What made Ensemble think they could take on the biggest MMORPG in world? Money, for one. Microsoft allocated $90 million to develop the project, and given its deep pockets, would've likely given more. Secondly, its tight-knit team had confidence. Ensemble had success taking on Blizzard's real-time-strategy games, and had studied its opponent enough to think it could compete against WOW. Third and foremost, it had Halo, unquestionably one of the most popular brands in gaming. 

 Microsoft apparently had budgeted $90 million for the project so it could take on WOW.

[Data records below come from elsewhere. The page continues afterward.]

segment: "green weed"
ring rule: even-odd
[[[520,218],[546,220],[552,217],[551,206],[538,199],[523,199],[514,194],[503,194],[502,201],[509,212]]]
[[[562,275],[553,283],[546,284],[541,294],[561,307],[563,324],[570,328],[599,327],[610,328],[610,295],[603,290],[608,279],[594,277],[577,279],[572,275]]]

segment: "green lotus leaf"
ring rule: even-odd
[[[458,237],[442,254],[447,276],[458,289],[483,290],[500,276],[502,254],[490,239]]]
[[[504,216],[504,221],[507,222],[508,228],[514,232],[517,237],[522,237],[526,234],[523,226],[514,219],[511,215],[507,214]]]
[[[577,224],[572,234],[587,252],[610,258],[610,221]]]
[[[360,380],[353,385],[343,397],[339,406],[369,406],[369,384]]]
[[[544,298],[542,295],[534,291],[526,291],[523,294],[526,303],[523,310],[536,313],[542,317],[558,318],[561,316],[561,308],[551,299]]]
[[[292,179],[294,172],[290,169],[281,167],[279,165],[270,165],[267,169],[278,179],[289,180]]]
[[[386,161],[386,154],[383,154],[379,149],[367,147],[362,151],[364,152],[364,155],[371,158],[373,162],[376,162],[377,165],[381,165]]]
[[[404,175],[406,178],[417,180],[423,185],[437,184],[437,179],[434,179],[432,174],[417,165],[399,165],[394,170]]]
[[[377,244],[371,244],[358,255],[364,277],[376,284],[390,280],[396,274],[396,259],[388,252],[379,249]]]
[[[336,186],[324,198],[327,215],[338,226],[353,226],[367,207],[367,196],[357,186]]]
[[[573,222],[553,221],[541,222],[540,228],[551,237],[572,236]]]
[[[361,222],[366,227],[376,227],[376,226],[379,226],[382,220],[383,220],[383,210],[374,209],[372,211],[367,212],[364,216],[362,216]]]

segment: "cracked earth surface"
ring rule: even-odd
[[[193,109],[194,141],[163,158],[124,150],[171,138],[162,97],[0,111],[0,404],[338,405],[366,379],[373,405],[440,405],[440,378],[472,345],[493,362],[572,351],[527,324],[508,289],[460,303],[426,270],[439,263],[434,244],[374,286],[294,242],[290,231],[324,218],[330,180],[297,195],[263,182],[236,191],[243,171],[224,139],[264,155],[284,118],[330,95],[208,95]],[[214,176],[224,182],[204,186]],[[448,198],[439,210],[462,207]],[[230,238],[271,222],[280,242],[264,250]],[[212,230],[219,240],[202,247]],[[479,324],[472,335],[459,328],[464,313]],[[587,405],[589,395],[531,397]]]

Unfortunately, after over three years in development, the project was undone by one little white box--and a lot of office politics. "There was a bit of a changing of the guard at Microsoft at this time," Monk explained to IncGamers. "Microsoft, from its gaming division, was really changing directions. They were looking really hard at the Nintendo Wii and they were really excited by the numbers that the Wii was turning. This was about the time that Microsoft decided that its Xbox platform and Xbox Live Arcade really needed to go more in the direction of appealing to a more casual, broader audience."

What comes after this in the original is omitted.